Q. I own a 1994 Volvo 850 with 164,000 miles and recently experienced a problem with the car sputtering and shutting off whenever I stopped and tried to move. I took it to a mechanic and their first diagnosis was the battery, which they replaced. On the test drive they found the catalytic converter was glowing red and the oxygen sensor bad. That was also replaced and when I picked up the car the initial problem was still there. On return they told me my car needed a tune up. Once that was done the car seemed to be running better, but there seems to be still a lingering hesitation when accelerating. What else can I do to get it running properly?

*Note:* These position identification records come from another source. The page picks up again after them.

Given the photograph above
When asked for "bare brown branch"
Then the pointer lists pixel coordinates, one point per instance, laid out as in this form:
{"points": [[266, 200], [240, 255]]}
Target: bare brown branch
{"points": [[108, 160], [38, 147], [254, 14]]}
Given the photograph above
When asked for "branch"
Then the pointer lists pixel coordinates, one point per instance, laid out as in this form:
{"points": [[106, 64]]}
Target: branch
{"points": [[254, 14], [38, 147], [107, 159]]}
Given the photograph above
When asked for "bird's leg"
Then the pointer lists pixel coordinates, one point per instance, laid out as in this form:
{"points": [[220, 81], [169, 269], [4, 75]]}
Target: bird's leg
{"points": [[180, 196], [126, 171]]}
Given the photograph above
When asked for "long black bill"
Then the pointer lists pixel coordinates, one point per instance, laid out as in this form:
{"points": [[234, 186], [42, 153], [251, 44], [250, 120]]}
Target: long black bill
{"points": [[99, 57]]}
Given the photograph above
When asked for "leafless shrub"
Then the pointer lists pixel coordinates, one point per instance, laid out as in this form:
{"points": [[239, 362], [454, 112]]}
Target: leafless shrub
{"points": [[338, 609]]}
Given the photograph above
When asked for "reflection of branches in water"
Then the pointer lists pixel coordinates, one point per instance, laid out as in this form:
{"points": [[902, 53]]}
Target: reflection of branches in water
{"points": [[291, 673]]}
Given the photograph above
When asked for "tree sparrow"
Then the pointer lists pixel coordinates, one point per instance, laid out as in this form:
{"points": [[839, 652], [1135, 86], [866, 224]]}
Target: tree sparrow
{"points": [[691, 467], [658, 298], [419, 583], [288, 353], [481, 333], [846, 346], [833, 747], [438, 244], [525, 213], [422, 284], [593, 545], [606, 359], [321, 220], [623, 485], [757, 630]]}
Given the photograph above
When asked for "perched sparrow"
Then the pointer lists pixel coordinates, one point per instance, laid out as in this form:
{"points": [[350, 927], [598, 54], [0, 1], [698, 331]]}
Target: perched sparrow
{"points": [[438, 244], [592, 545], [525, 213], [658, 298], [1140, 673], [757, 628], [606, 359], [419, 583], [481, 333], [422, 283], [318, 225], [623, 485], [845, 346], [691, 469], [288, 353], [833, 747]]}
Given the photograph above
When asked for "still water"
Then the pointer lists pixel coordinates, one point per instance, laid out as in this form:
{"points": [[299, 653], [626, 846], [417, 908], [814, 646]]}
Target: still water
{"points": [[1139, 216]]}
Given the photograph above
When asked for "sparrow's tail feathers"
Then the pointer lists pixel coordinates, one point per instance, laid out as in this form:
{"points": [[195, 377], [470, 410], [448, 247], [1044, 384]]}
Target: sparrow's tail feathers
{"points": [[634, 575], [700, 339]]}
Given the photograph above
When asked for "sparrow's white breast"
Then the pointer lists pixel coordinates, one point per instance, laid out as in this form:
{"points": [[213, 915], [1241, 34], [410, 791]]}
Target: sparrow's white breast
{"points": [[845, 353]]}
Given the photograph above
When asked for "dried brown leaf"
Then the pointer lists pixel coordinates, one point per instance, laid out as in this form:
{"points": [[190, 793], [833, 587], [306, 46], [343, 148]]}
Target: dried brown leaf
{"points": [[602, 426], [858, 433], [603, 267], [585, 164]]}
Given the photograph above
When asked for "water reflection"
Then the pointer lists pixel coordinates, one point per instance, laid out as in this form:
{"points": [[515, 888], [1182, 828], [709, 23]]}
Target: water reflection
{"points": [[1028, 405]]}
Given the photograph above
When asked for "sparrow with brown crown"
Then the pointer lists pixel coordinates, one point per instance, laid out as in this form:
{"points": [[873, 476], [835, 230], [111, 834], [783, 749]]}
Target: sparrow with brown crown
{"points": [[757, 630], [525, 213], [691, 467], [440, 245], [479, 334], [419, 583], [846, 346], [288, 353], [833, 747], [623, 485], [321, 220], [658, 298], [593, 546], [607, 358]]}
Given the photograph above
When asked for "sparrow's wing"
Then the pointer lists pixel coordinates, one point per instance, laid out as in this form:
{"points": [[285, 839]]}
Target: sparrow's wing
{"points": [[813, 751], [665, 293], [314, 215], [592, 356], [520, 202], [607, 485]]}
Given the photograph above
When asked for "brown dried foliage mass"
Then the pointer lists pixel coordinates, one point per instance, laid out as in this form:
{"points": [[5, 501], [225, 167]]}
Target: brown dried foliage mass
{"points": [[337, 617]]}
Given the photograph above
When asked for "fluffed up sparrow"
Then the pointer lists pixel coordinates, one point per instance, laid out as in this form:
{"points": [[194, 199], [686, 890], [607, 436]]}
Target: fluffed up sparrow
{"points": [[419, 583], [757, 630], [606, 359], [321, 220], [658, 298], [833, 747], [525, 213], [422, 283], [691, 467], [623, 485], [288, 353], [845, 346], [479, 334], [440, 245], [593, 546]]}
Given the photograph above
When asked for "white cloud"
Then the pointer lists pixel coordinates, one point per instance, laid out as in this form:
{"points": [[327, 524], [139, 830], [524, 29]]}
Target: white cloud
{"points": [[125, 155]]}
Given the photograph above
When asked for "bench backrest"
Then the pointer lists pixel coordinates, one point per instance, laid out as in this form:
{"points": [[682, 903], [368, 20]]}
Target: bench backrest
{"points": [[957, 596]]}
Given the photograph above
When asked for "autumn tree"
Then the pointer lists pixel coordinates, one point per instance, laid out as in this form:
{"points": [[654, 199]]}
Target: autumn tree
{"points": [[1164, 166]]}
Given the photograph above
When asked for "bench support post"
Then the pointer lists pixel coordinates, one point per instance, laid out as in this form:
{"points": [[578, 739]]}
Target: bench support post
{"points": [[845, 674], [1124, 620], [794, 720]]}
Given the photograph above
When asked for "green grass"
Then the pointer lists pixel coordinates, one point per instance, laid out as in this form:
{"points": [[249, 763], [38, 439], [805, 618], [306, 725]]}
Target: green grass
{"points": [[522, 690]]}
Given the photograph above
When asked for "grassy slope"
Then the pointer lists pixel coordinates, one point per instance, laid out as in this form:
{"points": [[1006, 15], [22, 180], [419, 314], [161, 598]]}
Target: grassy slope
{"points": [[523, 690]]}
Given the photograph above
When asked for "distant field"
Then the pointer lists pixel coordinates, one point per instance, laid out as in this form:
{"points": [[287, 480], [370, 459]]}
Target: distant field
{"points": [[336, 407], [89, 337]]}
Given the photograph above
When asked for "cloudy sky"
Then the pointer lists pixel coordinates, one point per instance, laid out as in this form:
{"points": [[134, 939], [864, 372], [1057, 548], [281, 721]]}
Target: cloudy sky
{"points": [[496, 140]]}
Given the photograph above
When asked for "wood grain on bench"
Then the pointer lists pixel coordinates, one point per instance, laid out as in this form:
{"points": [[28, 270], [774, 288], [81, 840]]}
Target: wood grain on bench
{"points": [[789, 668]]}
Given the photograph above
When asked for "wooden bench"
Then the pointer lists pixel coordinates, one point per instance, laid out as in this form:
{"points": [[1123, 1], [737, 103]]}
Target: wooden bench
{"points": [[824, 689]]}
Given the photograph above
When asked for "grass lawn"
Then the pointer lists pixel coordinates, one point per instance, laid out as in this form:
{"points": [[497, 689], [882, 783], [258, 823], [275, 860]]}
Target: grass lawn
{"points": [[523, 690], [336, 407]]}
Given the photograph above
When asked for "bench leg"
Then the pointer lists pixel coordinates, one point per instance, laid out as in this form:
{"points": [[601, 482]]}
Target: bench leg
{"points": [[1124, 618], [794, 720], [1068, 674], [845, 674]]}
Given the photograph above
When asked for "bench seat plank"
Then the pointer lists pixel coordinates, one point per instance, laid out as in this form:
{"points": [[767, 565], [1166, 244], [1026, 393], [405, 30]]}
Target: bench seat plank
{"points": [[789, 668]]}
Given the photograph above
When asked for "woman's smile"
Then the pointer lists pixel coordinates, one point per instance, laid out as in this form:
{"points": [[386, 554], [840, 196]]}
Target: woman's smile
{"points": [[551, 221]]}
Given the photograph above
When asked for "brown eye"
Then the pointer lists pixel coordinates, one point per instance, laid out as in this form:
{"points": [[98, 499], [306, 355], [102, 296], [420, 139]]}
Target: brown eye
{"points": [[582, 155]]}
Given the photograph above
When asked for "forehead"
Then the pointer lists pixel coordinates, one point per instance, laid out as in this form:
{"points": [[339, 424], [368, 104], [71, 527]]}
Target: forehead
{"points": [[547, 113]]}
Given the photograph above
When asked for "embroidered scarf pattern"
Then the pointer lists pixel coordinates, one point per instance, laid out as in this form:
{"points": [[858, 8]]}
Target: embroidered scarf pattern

A. Finding the cause of a hesitation can be a challenge when dealing with a 16-year-old car. Some items I would look at are the crankshaft sensor, throttle position sensor, and fuel pump pressure and volume. If the car dies out I would look at the fuel pump relay as a possible cause. At the same time don’t overlook the basics. Even though the car was tuned up it is entirely possible that one of the new components could be defective.  

Q. I just recently took possession of my in-law's 1996 Toyota T100 pickup truck. When I recently had a leaking brake line repaired, my mechanic informed me of the extensive rust on the frame. He mentioned Toyota had done recalls about this problem on their Tacoma model but didn't know about this T100. The engine has just 72,000 miles on it and runs terrific. Any information/suggestion you can give would be appreciated. 

A. You are correct. Later Toyota trucks did have frame rust problems that were extensive enough that Toyota either replaced the frame or re-purchased the truck. Unfortunately the T100 truck didn’t fall into this category. At this point I would contact a welding shop and see if they have some suggestions on how to keep the frame structurally sound.